I've found the hallowed and well-trodden path between the heart and mind, though complicated, is still at times the surest track to the ephemeral beauty this world has to offer.  Like this evening when Remy and Thea were bathed, pajamed, hair-combed, and wresting and laughing on my bed. There is no amount of God calling down from the heavens, or tapping me on the shoulder that could have equaled my joy, nor schooled me more effectively, than in seeing those two babies in their tiny bodies learning what it is to be alive in this world.

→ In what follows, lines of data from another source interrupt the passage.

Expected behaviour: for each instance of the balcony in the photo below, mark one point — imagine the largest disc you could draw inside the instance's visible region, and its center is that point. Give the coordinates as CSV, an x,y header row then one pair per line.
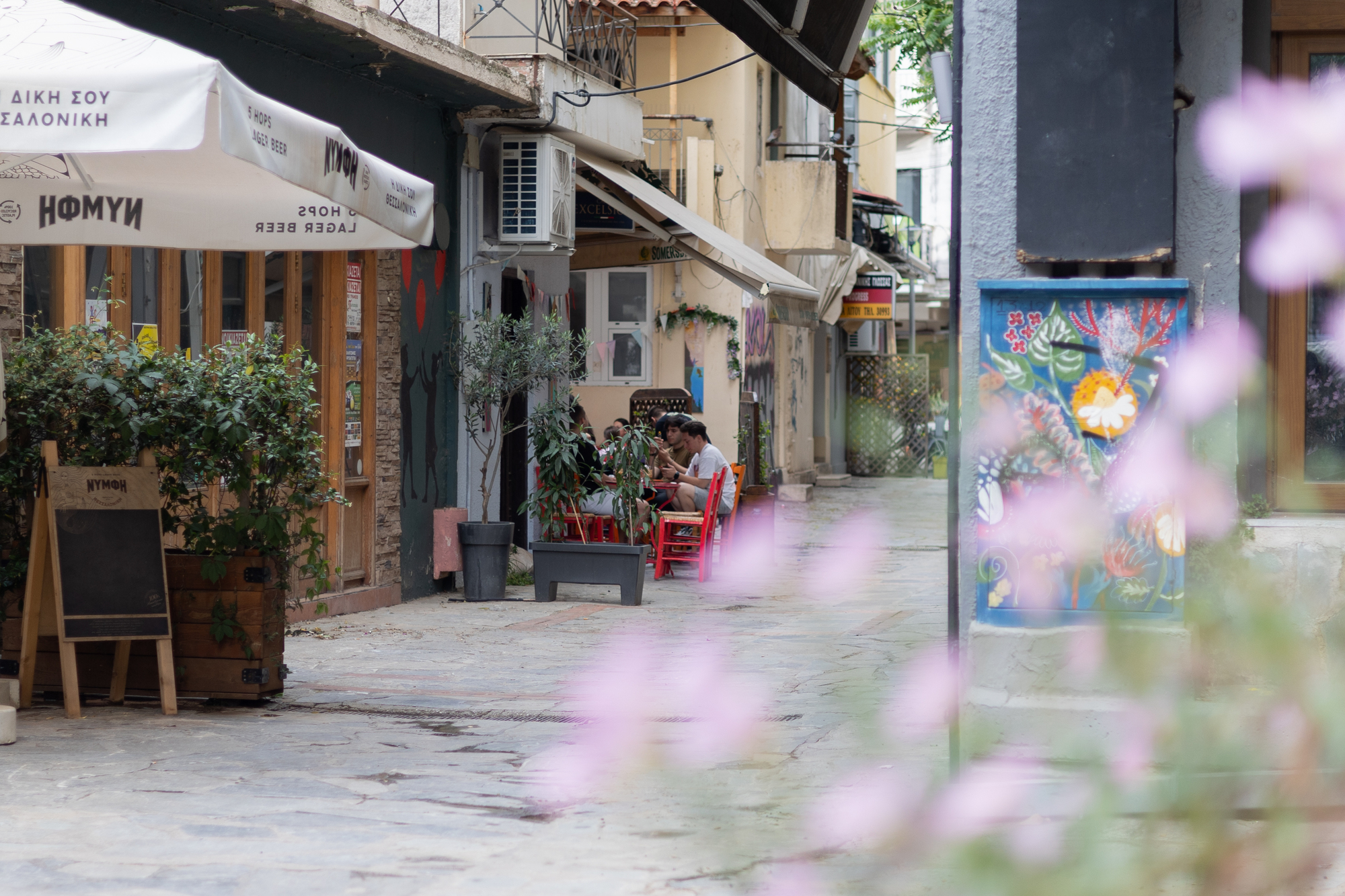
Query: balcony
x,y
595,37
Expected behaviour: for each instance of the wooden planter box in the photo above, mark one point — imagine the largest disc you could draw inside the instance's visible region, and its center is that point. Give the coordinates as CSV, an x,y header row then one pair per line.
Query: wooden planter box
x,y
204,666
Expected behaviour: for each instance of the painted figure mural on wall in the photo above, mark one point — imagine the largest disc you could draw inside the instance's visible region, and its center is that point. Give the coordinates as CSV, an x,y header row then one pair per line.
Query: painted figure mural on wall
x,y
427,399
1069,382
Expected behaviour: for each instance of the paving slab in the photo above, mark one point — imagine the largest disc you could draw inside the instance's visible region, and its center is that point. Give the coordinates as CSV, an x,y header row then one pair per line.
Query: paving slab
x,y
400,758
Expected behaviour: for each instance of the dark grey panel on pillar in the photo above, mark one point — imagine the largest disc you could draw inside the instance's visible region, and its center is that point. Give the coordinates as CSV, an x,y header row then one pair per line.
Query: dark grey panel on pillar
x,y
1096,130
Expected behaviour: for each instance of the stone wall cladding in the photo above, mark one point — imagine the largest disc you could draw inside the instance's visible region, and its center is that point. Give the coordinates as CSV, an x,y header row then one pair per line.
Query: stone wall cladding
x,y
11,294
388,424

Carl is a geologist.  Part of his work involves the process of dating grains of sand--tiny zircons--to better understand ancient landscapes.  After working through hundreds, sometimes thousands, he slowly puts back together a picture and story of how those grains of sand came to be where they are after millions of years, a conglomerate of all their varied and vast histories.  Carl can say for example, "this zircon was once part of a granite that was at the top of a mountain range that has since eroded, redeposited, and later uplifted into a mountain and eroded again, only to be washed down a series of streams, crushed and broken along the way until it finally rested for a moment," where Carl picked it up, worked it over and dated it in an attempt to unravel its story. And the next zircon may tell a different story entirely.  How then, could God simply speak these kinds of miracles to me the way He used to? Vocabulary lacks pure awe.  Perhaps that is why He has quieted.

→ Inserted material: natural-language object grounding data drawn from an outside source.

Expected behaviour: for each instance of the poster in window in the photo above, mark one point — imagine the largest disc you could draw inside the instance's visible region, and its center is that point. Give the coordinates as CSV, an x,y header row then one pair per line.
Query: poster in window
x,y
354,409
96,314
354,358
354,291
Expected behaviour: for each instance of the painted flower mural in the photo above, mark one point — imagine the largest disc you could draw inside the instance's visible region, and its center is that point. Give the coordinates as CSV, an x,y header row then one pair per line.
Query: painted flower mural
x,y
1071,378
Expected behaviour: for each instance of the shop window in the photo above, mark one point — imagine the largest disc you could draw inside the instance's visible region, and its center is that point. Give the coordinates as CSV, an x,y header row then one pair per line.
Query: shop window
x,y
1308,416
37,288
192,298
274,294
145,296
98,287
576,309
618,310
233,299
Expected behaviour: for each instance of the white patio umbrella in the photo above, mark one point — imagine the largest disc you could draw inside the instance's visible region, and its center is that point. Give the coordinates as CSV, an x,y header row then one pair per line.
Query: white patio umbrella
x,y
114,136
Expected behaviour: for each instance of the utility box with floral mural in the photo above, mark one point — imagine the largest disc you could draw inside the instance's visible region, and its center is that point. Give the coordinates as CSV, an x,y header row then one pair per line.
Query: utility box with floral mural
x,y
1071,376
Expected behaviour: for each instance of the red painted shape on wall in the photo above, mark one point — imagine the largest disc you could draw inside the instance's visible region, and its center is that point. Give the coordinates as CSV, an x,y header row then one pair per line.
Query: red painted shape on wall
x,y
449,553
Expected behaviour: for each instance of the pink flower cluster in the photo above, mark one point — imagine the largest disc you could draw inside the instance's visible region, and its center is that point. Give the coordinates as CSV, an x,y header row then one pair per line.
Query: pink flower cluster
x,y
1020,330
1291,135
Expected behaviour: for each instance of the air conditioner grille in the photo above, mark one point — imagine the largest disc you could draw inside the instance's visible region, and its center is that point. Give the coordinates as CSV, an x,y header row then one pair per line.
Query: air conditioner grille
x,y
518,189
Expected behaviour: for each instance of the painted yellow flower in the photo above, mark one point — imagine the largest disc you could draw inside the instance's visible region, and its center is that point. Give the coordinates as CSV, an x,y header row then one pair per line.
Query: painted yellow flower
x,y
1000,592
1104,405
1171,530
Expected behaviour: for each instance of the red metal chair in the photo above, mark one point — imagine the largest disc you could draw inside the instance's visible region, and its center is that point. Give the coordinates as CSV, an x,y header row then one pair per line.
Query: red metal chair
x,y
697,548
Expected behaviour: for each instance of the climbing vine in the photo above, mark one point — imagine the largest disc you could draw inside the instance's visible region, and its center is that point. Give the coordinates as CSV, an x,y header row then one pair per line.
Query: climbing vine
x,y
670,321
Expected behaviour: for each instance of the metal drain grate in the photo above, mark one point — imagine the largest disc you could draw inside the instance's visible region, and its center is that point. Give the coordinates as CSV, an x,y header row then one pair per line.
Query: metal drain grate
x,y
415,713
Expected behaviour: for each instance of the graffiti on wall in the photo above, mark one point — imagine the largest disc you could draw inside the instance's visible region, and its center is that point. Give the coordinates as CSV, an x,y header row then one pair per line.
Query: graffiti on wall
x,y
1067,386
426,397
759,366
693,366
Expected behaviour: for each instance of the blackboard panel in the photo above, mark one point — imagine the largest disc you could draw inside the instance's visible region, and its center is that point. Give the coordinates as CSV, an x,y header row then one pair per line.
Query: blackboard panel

This thought is not finished, as I am in the thick of it.  I just wanted to write down some ideas while my babies sleep.  Perhaps it is merely an attempt to comfort myself, to appease the part of me that wants to believe that the silence of God is not punishment.  I am learning to believe that the quietness of God is trust, is a season of deep love in which the godly in my daily life usurps the need for God to speak loudly. And that, I can learn to celebrate.


6 comments:

joojierose said...

This is SO beautiful, so articulate. I began to write an essay five years ago or so about this same topic - about this (as TS Eliot/Kierkegaard have described it) "negative way" to faith, meaning faith coming out of profound silence from God. Doubt. Because that IS my faith. I think everyone at 16 or 18 has these profound, cry-inducing testimonies, and it seems almost universal that with age comes more silence. What does this all mean? I should go back and finish that essay. And you should write more. And we should contact the Givens and get a collection of writing together. Seirously, how beautiful would that be? How necessary, how helpful? Ah, thanks for writing this today Ashmae. I needed it so badly. I needed to hear it from someone else. Lots of love, Julianne.

Angela Stevenson said...

Thank you for being so well articulate. I've been trying to pinpoint how I feel lately and this was the closest thing to describe it. Thank you. Yesterday, I shared this scripture in Gospel Principles: Abraham 4:1-3, I believe it parallels the creation of our lives...how God's silence (darkness, void) and brooding may be the times we think He does not hear us. But maybe he is just taking his time to ponder over us...I think it relates to this post. Anyways, you don't know how wonderful it is to read your blog, and of course, always love your artwork. You do much good and I'm so grateful for it.

Becca said...

Oh my dear friend I can't even begin to tell you how much I love and appreciate this post. It speaks to the very center of my soul. Thank you.

Blue Cheese said...

Lovely.

Renaissance Girl said...

Yup. You got it. Love to you all there.


Also, my capcha word below is SIGNIFICANCE.

Rachel Hunt said...

I love that Terryl and Fiona Givens, and love everything you wrote here about questions and silence.

I am trying to learn many of the same things, and likely because of it, my favorite line from a new book I read, called Letters to a Young Mormon, is this: The heavens are not closed; they are quiet.